The new housing developments along Base Line and the 210 freeway are bad enough and do not belong in an established residential neighborhood.
Is the city that starved for monies that you would put Trumark Homes dollars before residents? Just a few of the obvious things wrong with this proposal;
1. No designated parking for overflow or guest parking.
2. No green area or park for children to play.
3. Only one (1) entrance and exit (what a nightmare if a fire starts).
4. The added traffic on nearby streets would be extremely dangerous to all residents.
5. Home styles do not fit with existing residential area.
6. Not zoned for this type of high density development.
7. Reduced established La Puerta park area.
We as Claremont residents for over 45 years urge each of you to reconsider approving of this high density proposed development. We look forward to hear a response from each of you.
The Claremont Club
When Stan Clark made his idea a reality all those years ago and created The Claremont Club, who knew it would become such an important institution in the lives of so many people and for the city of Claremont.

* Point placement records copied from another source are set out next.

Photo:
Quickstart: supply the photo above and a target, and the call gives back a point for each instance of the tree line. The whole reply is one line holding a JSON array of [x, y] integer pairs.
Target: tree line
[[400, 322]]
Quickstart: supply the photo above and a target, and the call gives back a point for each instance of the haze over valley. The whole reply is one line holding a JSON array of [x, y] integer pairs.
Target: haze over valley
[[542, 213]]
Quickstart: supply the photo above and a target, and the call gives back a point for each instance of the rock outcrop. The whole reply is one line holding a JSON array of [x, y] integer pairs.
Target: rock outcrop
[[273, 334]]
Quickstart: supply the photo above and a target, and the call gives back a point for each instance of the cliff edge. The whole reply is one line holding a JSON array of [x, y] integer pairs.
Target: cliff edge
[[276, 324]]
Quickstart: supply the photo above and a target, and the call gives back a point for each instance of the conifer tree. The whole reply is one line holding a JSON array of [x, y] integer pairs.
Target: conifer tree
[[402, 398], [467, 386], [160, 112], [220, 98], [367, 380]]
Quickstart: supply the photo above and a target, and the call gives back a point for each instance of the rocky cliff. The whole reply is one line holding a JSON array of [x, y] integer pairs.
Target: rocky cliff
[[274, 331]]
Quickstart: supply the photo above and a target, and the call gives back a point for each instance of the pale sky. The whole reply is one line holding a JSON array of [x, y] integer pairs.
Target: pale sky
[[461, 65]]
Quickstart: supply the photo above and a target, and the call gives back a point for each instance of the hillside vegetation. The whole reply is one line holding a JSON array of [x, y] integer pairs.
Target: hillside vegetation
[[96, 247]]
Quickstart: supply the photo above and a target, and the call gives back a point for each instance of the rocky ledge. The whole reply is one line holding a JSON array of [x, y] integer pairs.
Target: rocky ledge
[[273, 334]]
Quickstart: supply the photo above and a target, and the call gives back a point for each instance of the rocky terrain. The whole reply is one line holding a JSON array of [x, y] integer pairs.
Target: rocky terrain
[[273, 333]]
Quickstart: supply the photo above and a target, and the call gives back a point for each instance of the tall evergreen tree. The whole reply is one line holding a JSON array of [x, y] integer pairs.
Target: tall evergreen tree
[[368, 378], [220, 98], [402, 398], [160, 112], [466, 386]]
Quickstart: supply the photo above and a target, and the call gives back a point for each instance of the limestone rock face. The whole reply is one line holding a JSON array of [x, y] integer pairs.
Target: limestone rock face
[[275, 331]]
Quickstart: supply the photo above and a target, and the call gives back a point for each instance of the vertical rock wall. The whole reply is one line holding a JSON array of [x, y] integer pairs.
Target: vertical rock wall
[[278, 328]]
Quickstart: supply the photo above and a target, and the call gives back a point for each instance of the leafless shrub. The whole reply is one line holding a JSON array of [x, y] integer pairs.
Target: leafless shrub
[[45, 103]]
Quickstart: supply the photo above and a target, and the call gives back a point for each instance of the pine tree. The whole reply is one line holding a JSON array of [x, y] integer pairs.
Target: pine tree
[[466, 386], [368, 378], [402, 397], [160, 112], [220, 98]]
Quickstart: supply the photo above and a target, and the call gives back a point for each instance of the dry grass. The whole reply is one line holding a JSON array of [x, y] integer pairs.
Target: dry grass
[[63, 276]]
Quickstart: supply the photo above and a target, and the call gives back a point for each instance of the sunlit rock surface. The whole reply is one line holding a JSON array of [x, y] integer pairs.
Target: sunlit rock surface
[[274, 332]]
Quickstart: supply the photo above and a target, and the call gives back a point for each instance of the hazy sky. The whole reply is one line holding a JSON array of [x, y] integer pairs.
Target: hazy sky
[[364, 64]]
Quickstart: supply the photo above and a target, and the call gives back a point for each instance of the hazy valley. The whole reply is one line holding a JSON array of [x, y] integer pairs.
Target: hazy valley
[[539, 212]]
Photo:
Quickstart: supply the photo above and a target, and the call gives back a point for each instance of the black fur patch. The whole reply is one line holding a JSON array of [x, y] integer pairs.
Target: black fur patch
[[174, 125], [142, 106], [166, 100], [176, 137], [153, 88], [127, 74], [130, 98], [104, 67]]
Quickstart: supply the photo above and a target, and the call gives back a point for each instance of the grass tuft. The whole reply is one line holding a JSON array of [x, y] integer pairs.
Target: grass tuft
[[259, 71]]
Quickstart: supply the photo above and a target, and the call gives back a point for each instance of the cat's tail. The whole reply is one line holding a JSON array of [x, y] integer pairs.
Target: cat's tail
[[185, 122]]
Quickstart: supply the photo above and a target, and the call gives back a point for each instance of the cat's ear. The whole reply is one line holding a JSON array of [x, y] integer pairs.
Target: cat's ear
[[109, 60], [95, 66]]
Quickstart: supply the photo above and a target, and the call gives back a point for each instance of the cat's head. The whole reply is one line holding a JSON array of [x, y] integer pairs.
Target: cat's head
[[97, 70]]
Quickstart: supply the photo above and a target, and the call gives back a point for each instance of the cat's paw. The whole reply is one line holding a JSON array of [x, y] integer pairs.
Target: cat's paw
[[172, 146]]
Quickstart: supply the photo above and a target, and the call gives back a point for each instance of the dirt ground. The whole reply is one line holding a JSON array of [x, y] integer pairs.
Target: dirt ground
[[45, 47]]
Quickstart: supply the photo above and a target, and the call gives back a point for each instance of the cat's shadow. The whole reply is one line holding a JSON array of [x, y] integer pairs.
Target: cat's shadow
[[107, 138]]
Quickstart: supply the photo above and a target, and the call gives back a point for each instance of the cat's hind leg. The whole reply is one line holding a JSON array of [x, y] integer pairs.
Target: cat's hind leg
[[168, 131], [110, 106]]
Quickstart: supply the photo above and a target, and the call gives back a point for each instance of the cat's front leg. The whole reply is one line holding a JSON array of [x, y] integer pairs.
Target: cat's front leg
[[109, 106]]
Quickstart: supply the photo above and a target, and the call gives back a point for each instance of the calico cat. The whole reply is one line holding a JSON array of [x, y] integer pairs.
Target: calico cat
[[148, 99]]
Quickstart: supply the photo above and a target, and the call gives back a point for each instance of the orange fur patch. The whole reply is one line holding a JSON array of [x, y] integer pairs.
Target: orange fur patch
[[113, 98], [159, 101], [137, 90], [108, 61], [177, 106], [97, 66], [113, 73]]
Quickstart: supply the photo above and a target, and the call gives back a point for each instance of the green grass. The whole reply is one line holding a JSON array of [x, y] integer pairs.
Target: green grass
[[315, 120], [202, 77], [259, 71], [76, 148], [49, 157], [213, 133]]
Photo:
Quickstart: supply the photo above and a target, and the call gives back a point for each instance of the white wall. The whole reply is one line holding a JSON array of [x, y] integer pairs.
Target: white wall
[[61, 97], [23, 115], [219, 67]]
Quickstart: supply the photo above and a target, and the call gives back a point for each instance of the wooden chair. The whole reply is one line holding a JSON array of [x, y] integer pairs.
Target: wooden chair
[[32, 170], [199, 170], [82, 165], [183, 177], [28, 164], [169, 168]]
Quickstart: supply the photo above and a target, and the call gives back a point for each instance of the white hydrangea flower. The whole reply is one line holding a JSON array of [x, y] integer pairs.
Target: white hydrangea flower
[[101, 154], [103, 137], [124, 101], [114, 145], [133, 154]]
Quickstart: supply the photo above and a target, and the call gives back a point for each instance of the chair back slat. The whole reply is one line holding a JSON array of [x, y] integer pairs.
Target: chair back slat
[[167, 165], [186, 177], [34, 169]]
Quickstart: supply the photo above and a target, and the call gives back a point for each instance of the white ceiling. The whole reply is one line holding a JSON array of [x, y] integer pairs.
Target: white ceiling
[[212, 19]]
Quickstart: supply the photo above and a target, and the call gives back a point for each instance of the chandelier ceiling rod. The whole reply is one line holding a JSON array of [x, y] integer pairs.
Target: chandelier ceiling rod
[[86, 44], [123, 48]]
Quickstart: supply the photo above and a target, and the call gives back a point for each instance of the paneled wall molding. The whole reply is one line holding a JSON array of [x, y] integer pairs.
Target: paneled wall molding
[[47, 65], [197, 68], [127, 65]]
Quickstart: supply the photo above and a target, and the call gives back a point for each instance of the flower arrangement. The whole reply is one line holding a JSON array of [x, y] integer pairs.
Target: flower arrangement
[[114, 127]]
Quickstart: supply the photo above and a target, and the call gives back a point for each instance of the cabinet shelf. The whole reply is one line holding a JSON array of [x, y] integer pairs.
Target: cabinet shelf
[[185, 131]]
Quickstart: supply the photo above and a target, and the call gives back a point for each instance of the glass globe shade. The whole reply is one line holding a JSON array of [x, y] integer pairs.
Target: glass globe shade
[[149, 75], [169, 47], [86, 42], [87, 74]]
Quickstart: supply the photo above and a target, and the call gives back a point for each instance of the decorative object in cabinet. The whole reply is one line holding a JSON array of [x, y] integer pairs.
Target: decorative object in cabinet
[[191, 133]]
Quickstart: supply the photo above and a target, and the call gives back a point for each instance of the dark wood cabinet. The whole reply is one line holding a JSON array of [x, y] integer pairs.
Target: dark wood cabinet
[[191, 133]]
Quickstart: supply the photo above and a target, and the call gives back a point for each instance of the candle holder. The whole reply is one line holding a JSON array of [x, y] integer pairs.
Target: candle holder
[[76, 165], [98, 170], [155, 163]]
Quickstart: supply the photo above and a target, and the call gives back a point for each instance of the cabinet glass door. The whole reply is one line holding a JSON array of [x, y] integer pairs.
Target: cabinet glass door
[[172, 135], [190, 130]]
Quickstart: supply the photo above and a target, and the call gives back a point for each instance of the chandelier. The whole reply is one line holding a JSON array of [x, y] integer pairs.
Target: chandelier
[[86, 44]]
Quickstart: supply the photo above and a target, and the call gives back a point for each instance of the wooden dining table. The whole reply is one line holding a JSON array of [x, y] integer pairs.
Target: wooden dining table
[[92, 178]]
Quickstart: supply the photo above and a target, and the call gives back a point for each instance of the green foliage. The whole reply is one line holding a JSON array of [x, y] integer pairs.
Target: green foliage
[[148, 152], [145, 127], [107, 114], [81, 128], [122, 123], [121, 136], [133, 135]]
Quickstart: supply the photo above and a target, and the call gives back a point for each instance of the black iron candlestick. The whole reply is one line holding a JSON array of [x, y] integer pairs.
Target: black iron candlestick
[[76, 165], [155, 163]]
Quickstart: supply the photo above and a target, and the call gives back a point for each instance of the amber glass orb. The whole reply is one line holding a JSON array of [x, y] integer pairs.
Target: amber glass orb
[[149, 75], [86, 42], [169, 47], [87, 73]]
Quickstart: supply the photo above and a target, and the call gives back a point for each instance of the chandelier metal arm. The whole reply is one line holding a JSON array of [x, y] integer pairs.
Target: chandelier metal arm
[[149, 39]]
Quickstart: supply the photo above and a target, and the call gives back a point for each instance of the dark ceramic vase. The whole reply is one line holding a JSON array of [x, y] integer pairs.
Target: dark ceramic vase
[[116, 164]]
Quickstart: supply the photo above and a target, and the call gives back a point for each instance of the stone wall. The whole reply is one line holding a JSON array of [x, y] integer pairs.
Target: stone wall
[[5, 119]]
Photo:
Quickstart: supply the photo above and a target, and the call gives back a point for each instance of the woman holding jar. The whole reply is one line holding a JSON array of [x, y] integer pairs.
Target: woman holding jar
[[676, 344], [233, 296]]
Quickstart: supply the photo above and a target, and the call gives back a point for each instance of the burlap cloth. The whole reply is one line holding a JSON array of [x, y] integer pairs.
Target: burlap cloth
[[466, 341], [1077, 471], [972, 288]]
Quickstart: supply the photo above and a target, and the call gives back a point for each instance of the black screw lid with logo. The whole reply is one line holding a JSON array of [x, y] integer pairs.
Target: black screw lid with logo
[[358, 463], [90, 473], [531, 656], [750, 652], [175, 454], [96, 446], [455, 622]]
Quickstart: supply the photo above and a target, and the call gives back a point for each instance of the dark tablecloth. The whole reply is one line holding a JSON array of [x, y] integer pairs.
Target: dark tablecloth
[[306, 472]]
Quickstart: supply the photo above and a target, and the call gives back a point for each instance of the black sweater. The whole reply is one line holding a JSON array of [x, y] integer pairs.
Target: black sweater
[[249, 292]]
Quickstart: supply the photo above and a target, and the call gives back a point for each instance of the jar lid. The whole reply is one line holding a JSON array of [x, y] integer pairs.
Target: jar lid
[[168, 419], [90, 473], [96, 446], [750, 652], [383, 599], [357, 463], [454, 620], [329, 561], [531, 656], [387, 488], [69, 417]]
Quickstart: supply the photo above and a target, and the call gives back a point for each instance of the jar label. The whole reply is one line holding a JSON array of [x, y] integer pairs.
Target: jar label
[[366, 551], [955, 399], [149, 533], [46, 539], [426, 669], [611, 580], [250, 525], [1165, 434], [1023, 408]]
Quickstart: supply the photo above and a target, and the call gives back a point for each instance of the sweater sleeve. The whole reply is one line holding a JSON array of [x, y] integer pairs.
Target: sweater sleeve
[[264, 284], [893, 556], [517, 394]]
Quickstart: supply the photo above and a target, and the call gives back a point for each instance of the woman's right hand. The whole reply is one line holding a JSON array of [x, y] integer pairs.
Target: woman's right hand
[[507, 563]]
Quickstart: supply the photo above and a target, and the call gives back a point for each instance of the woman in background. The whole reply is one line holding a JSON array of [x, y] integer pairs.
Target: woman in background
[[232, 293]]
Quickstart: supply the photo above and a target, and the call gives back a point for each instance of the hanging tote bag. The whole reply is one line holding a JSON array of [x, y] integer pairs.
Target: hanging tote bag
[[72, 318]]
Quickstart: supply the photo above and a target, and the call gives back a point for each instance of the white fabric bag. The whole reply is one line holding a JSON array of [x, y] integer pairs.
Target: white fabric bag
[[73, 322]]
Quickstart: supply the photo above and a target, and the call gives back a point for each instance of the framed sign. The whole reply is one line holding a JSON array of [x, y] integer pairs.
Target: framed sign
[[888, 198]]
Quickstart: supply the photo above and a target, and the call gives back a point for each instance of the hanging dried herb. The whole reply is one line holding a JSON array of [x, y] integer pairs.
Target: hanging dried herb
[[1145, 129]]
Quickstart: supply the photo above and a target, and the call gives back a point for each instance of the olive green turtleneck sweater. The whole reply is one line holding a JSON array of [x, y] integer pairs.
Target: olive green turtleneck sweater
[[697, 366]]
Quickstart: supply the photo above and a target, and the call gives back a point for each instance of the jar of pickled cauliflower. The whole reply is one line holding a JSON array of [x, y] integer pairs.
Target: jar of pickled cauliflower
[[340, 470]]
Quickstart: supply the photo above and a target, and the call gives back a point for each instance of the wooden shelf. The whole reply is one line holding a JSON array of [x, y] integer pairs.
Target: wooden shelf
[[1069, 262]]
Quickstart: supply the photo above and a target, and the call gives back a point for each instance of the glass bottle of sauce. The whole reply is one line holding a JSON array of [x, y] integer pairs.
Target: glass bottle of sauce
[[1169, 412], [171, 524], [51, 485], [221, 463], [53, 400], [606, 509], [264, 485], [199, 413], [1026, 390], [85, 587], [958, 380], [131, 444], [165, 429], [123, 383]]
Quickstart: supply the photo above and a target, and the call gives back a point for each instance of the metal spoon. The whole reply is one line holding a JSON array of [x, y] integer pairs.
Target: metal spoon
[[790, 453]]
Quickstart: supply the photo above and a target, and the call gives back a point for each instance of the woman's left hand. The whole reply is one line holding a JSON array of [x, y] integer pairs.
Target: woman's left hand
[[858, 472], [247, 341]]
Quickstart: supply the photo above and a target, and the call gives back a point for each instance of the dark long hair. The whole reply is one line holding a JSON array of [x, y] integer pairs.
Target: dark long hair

We joined about a year after The Club opened mostly so one of us could play handball with friends who had been playing in Pomona. Soon we were involved in a full routine of individual exercises and classes.
Along with a whole lot of others, we got up early and went to The Club before work. That became a routine we continued long after we were both retired. We were always part of the 5 a.m. group. We have both been retired for more than twenty years and we think our Club workouts had a lot to do with keeping us alive and healthy.
But exercise was not all we got from The Club. The friends we made through our membership have made our life in Claremont special. It is very difficult to think that we will not see our 5 a.m. group in the future. It is the social aspect of The Claremont Club that makes it such a special place in this city.
So many people in town have told us how unhappy and shocked they are that The Club is closing. People we didn’t know had any connection to The Club.
So dear Clark family, if there is any way at all you can be encouraged to change your minds and hang on to Stan’s dream, we want to ask you to please do it. It is very important to a whole lot of people.
Dawn and Pete Sharp
Thank you, commissioners
There are two reasons to applaud the architectural commission’s unanimous vote to reject The Commons proposal for housing in the commercially-zoned area at Monte Vista and Foothill, in the flight path of Cable Airport.
First, the commission members were right to find the following areas of inadequacy among the specific findings required for approval of the plan’s design: Compatibility With Surrounding Area, Consistency of Design, Consistency With the General Plan, and Environmental Protections.
Second, the architectural commission rejected the city staff’s recommendation to approve the project now with a formal Resolution, before there had been any other commission or council review of the project or its Environmental Impact Report (EIR).
Why is Claremont willing to degrade the quality of its public process in considering this major development? The concern is not just that the decision would have come before any input from other decision making bodies; it is that the city staff recommended approving everything about the project when there were clear issues with it.
Originally, The Commons was one Claremont/Upland project, designed and evaluated together for environmental impacts. By the time the draft environmental impact report came out, the developer had separated the Upland portion from the environmental review.
The developer is only willing to build the Upland portion of The Commons if there is no environmental review or public hearings (Draft EIR, pg. 1-1).
And now, the developer is suing Upland over The Commons. So, the future of a third of The Commons is no longer certain. How does this affect Claremont’s view of the project?
Consider this: The Los Angeles County Airport Land Use Commission staff determined, in their statement for the environmental impact report, that because of proximity to Cable Airport the project is unsuitable for the site.
They recommend against the project and for keeping the site’s commercial zoning, or changing the zoning to business industrial (Draft EIR, pgs. 101-102).
Claremont must maintain the highest standards, including the commission process, to ensure safe and high quality development. The architectural commission acted with integrity in rejecting city staff’s recommendation to approve The Commons. They have set an honorable example for city decision makers.